In 10 episodi la dimensione cosmopolita e diversificata della capitale è assente. Ed è davvero strano perché è la prima cosa che noti, prima della Tour Eiffel e sarebbe stato molto interessante a livello narrativo, almeno a mio avviso. In ogni caso si può essere parigine senza essere necessariamente, tra le altre cose, bianca, eterosessuale, cisgender e sotto i 40 anni. Ce lo dice Lindsay Tramuta nel suo libro The New Parisienne in cui ritrae le donne che incarnano la Parigi di oggi, da Anne Hidalgo a Inna Modja, da Delphine Horvilleur a Leïla Slimani e Lauren Bastide.
Il parigino è un concetto
Il 78% delle persone che abitano a Parigi non ci è nato.
Da quando sono qui ho conosciuto molti italiani, gente del Sud America, dell’Europa dell’Est, belgi, cinesi, coreani, spagnoli, portoghesi, inglesi, una manciata di francesi e solo due parigini doc. Ce ne sono pochi e quei pochi tendono a non mischiarsi, a stare tra di loro.

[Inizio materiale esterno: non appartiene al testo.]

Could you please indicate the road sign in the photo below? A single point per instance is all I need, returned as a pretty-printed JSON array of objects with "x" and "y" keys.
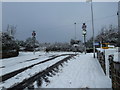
[{"x": 84, "y": 26}]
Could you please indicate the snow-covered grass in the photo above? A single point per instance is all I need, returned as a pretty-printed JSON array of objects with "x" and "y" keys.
[
  {"x": 30, "y": 72},
  {"x": 81, "y": 72},
  {"x": 11, "y": 64}
]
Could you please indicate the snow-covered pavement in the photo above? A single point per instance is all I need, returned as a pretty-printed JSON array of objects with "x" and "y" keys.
[{"x": 81, "y": 72}]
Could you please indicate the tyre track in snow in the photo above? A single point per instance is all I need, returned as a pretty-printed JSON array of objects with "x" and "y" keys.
[
  {"x": 25, "y": 83},
  {"x": 11, "y": 74}
]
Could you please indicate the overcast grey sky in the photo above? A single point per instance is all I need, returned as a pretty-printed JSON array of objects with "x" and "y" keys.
[{"x": 54, "y": 21}]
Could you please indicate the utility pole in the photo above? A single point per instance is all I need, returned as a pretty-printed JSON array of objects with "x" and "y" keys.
[
  {"x": 75, "y": 30},
  {"x": 34, "y": 38},
  {"x": 84, "y": 35},
  {"x": 93, "y": 29},
  {"x": 118, "y": 13}
]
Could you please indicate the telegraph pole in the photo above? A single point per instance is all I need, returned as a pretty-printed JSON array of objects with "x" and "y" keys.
[
  {"x": 84, "y": 35},
  {"x": 34, "y": 38},
  {"x": 75, "y": 30},
  {"x": 118, "y": 13},
  {"x": 93, "y": 29}
]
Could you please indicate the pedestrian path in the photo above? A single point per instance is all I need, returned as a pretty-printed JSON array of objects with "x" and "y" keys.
[{"x": 81, "y": 72}]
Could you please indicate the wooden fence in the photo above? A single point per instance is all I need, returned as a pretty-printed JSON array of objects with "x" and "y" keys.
[
  {"x": 114, "y": 68},
  {"x": 101, "y": 58}
]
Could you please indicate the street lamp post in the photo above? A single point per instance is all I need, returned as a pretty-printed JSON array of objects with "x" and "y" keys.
[
  {"x": 84, "y": 35},
  {"x": 34, "y": 38},
  {"x": 93, "y": 29},
  {"x": 75, "y": 30}
]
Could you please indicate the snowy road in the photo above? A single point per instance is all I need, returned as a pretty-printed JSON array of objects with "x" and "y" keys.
[
  {"x": 32, "y": 70},
  {"x": 82, "y": 72}
]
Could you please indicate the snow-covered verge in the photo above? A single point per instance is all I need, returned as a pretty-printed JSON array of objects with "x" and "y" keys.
[
  {"x": 81, "y": 72},
  {"x": 11, "y": 64},
  {"x": 29, "y": 72}
]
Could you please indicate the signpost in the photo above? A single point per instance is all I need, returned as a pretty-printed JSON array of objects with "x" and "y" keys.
[
  {"x": 34, "y": 38},
  {"x": 84, "y": 35}
]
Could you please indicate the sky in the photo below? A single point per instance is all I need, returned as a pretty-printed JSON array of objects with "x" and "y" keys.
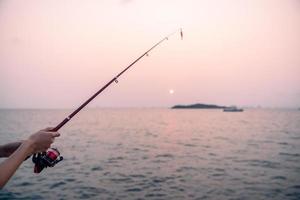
[{"x": 55, "y": 54}]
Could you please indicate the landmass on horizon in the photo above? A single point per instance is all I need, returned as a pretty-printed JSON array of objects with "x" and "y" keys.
[{"x": 198, "y": 106}]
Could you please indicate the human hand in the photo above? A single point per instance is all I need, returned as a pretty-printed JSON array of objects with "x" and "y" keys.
[{"x": 41, "y": 140}]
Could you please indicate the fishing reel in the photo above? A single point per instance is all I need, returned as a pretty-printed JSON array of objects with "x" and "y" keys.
[{"x": 46, "y": 159}]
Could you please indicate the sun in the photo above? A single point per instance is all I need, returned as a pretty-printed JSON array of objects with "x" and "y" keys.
[{"x": 171, "y": 91}]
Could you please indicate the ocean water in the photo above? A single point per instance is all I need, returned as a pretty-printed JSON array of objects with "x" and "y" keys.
[{"x": 161, "y": 154}]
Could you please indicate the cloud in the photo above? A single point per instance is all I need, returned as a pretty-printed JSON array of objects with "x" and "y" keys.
[{"x": 126, "y": 1}]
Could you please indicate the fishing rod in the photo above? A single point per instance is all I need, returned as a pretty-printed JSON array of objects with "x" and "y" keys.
[{"x": 52, "y": 156}]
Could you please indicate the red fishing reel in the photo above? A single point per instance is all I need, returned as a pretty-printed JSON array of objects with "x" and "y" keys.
[{"x": 46, "y": 159}]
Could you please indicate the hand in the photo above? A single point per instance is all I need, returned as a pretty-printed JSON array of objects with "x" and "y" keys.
[{"x": 42, "y": 140}]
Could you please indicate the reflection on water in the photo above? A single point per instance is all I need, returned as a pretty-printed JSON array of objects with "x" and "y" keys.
[{"x": 161, "y": 154}]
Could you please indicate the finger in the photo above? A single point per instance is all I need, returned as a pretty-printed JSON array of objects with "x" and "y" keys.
[
  {"x": 55, "y": 134},
  {"x": 48, "y": 129}
]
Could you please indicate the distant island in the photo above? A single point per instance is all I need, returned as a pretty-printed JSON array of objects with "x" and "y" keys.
[{"x": 198, "y": 106}]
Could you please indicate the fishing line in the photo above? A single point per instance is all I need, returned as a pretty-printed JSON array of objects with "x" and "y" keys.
[{"x": 52, "y": 156}]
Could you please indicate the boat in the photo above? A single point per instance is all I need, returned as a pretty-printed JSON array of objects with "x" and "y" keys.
[{"x": 233, "y": 109}]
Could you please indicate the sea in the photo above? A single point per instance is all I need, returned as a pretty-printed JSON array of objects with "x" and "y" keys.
[{"x": 161, "y": 153}]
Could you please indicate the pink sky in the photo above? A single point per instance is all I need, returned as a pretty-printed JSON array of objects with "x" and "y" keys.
[{"x": 55, "y": 54}]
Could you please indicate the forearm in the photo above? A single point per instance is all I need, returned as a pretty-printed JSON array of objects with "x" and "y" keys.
[
  {"x": 7, "y": 149},
  {"x": 11, "y": 164}
]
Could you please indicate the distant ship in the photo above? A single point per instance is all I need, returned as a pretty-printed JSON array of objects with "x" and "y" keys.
[{"x": 233, "y": 109}]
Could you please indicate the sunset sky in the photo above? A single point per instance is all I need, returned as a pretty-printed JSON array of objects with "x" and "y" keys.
[{"x": 55, "y": 54}]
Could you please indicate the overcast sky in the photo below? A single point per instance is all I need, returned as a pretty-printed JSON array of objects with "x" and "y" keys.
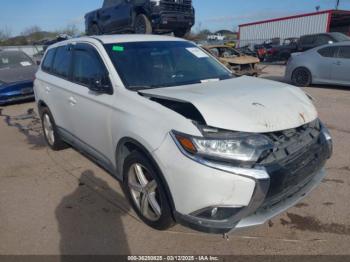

Il parigino è un concetto. Quando cerchiamo di visualizzarlo pensiamo alla ragazza con il basco senza calze, all’uomo che scende dal taxi con il rolex, non pensiamo al signore che vive a Belleville con i suoi quattro figli o alla vecchia che porta a spasso il cane e ha messo il suo appartamento su leboncoin en viager, non pensiamo al fattorino di DHL che ascolta musica di dubbio gusto o all’indiana che gestisce insieme al marito il piccolo supermercato di quartiere.
Un giorno a Parigi
Quando Emily esclama “Parigi è piena di amore, romanticismo, luce, bellezza, passione e sesso!” ovviamente non ha mai messo piede sulla linea 13 della metro. Emily in Paris porta avanti la fantasia della città-museo senza problemi, senza sporcizia, senza criminalità, senza vita quotidiana, senza costi. E per sognare va bene così.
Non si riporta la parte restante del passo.